FORSCOM mobilization systems expert retires
September 10, 2013
(FORT BRAGG, N.C.) Sept. 9, 2013 -- Bruce Carlson faithfully served the Army and nation for more than four decades, first as a Soldier and then as an Army civilian employee.
On Aug. 27, his family, friends and colleagues gathered to honor Carlson and celebrate his Aug. 31 retirement from federal civilian service. Mr. Nate Godwin, U.S. Army Forces Command assistant deputy chief of staff, G3/5/7 (Operations, Plans and Training) and a member of the senior executive service, hosted the ceremony.
"Today we say bon voyage to Bruce Carlson," said Godwin, "Bruce's career spans a long time. He had a tremendous career"
Carlson's Army career began in June 1971 at the Armed Forces Examination and Entrance Station in Chicago as the military draft was set to expire. At that time, he was considered to be one of the last Vietnam era draftees. This distinction resulted in a local Chicago television station reporting on his induction into the military.
Although Congress ultimately extended the draft law for two more years shortly after Carlson's induction, his career carried the distinction as one of the last Soldiers to be drafted.
During his opening comments, Godwin asked guests to raise their hands if they had been drafted and shared the story he recalled of a photograph of Carlson in the basement of the old FORSCOM headquarters at Fort McPherson in Atlanta, "they had a picture of Bruce in his olive green uniform with a caption that read -- "The Last Draftee of the Vietnam War."
Carlson served 22 years as a Soldier, retiring as a master sergeant in 1993 after his last military assignment on the FORSCOM staff.
He followed his uniformed service to the Army with several years working for a Department of Defense contract partner as a deployment systems instructor for the Army and the other military services.
In 1999, Carlson re-joined the FORSCOM team as a civilian employee in the mobilization systems and policy team in the plans division.

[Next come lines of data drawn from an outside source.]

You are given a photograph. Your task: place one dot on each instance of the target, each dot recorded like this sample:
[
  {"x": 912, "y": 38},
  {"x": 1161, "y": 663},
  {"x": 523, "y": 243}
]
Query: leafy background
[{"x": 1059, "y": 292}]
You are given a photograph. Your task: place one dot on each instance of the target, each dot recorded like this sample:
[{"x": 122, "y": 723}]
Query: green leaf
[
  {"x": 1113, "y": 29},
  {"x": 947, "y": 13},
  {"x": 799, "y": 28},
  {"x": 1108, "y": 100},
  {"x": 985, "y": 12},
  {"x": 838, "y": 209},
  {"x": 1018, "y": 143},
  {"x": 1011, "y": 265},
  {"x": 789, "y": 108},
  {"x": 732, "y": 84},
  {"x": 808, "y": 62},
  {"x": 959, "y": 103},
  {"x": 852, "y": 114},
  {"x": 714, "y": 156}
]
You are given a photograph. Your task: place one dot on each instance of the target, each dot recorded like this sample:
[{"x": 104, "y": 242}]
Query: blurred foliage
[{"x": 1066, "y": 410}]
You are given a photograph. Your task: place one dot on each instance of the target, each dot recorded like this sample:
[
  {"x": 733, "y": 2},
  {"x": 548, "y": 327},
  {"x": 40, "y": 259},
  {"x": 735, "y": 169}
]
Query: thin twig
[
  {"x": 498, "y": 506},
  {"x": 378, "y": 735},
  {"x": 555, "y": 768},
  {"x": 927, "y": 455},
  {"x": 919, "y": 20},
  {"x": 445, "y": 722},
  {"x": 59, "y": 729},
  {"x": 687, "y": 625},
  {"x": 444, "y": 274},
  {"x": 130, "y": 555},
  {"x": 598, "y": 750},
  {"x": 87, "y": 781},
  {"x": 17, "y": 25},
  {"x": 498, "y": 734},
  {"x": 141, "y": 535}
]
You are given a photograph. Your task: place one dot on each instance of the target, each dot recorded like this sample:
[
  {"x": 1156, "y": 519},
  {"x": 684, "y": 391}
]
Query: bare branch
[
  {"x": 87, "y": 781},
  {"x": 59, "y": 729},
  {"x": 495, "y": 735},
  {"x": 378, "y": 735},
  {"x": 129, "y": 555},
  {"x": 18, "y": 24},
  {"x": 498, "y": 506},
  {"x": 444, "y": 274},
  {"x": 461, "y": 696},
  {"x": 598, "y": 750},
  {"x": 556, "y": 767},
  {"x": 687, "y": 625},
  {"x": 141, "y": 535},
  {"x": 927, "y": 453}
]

During the past 14 years, he was considered a subject matter expert in troop mobilization systems and was instrumental in the transitions from legacy systems into the tools used today.
Describing the occasion as a bittersweet moment for the Army, Godwin emphasized, "It's a sweet day because we get an opportunity to thank you for 42 years of selfless service to our nation."
"On behalf of our leadership and all of us assembled here, we thank you, a job well done!"
After the presentation of his retirement certificate and other items commemorating his service, Carlson addressed the audience and remarked, "It's been a great forty-plus years. We've made a lot of great friends over that time."
"Who would have thought that after being drafted, I would have made it this far and have made the Army a career, and made it a successful one."
Carlson recounted many of the things he did over the years and he described how fortunate he felt to have served for as long as he did.
"I think it is important that we serve our nation," said Carlson as he concluded his remarks, "and to continue to serve as long as we are physically able.
"I thank you all for attending and I can't say enough about all the friendships that we've formed over all these years. I hope that they will continue."
Carlson and his wife plan to return to Georgia and settle near where their daughter resides.